ACS Management Service API Reference

An entity data model organizes the Microsoft Azure Active Directory Access Control (also known as Access Control Service or ACS) configuration data into records of entity types (or entities) and the associations between them. The data model is described in the OData Service Metadata Document for each namespace is at: https://<namespace>.accesscontrol.windows.net/v2/mgmt/service/$metadata, where <namespace> is the name of the Access Control namespace.

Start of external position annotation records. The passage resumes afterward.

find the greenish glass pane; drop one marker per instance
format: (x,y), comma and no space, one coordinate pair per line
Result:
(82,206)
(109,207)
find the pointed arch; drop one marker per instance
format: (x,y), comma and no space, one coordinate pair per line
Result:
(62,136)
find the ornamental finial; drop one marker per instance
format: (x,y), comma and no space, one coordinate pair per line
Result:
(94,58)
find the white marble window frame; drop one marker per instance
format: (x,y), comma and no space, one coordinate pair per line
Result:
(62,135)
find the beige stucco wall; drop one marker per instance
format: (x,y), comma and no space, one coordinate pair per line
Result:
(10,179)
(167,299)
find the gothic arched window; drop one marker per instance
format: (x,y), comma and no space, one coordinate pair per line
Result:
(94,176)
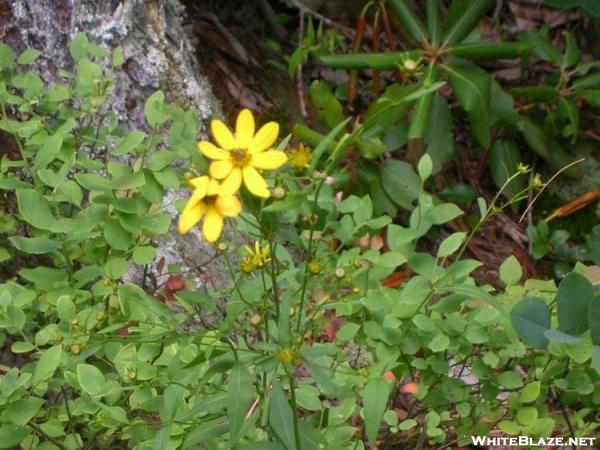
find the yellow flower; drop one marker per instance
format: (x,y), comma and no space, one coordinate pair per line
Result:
(238,156)
(208,201)
(260,255)
(314,267)
(300,157)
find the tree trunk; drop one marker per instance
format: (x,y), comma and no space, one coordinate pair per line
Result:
(157,55)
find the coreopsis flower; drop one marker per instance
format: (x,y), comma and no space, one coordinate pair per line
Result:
(238,156)
(208,202)
(257,258)
(300,157)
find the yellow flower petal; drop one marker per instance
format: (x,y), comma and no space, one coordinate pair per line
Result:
(200,184)
(244,128)
(220,169)
(190,216)
(212,151)
(213,225)
(222,135)
(232,183)
(265,138)
(255,182)
(228,206)
(214,188)
(271,159)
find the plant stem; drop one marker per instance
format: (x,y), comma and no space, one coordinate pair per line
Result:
(294,410)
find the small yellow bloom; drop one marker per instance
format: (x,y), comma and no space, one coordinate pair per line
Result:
(287,355)
(314,267)
(238,156)
(300,157)
(208,201)
(537,182)
(260,255)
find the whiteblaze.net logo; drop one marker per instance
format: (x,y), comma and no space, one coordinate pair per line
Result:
(486,441)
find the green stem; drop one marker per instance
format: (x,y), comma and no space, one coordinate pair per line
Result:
(295,410)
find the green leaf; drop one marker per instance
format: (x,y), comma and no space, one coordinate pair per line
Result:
(433,21)
(400,182)
(451,244)
(28,56)
(409,20)
(21,347)
(425,167)
(378,61)
(129,143)
(35,209)
(482,51)
(594,318)
(47,364)
(22,411)
(531,318)
(530,392)
(471,16)
(329,109)
(144,255)
(574,295)
(93,182)
(117,58)
(48,151)
(504,160)
(35,245)
(116,236)
(240,394)
(281,417)
(91,380)
(443,213)
(325,144)
(155,110)
(510,380)
(7,57)
(472,87)
(375,396)
(511,271)
(542,144)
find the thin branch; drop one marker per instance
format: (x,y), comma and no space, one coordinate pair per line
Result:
(546,185)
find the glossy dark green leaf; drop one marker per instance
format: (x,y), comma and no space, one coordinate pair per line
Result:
(379,61)
(400,182)
(594,318)
(531,318)
(375,396)
(574,295)
(491,50)
(34,245)
(433,21)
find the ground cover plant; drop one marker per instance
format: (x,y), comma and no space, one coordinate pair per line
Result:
(352,316)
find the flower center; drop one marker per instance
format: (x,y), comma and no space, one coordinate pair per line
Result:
(240,157)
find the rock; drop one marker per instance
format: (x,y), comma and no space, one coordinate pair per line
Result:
(157,55)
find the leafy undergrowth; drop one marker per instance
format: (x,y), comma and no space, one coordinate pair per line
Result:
(342,326)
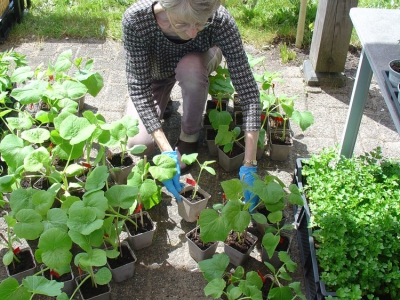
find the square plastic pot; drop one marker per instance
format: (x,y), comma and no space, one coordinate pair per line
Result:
(236,257)
(189,210)
(197,253)
(141,240)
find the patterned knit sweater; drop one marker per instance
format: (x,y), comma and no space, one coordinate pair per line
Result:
(150,55)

This XML-based OData document uses a conceptual schema definition language (CDSL) to describe the available data. You can download this document and use it to generate typed classes in your code. The following table describes the ACS entity types.

Note

The following applies to ID properties of all of the entities in the table: ACS IDs are not permanent; they can change as a result of upgrades to the ACS service. Your applications should not cache or rely on the value of ACS IDs.

Entity Description

ClaimType

Represents claim types imported from the WS-Federation metadata of WS-Federation identity providers. This is used primarily to populate the list of supported claim types for each identity provider in the ACS Management Portal.

Conditional Rule

Represents a rule with two input claims. For more information, see Rule Groups and Rules.

Delegation

Represents a list of clients that have been granted delegated access in OAuth 2.0 delegation scenarios.

IdentityProvider

Represents an identity provider. For more information about identity providers, see Identity Providers.

IdentityProviderAddress

Represents a URI that is associated with an identity provider. Supported URI types include SignIn, SignOut, EmailDomain, ImageURL, and FedMetadataURL.

IdentityProviderClaimType

Represents the list of ClaimType entities that are supported by the identity provider.

IdentityProviderKey

Represents certificates and keys associated with the identity provider. This typically includes token validation certificates imported from the identity provider’s WS-Federation metadata or keys input directly into the ACS configuration (such as Facebook application keys).

Issuer

Represents a claims issuer that is another representation of an identity provider that is used specifically by the ACS rules engine. ACS also has its own built-in issuer, named LOCAL_AUTHORITY, which is the issuer for claims output by ACS. Every identity provider has an associated issuer and every issuer that’s not LOCAL_AUTHORITY has an associated identity provider.

Note

If you delete the issuer, it automatically deletes the associated identity provider.

RelyingParty

Represents a relying party application. For more information about relying party applications, see Relying Party Applications.

RelyingPartyAddress

Represents a URI that is associated with a relying party application. Supported URI types include Realm, Reply (Return URL), and Error (Error URL).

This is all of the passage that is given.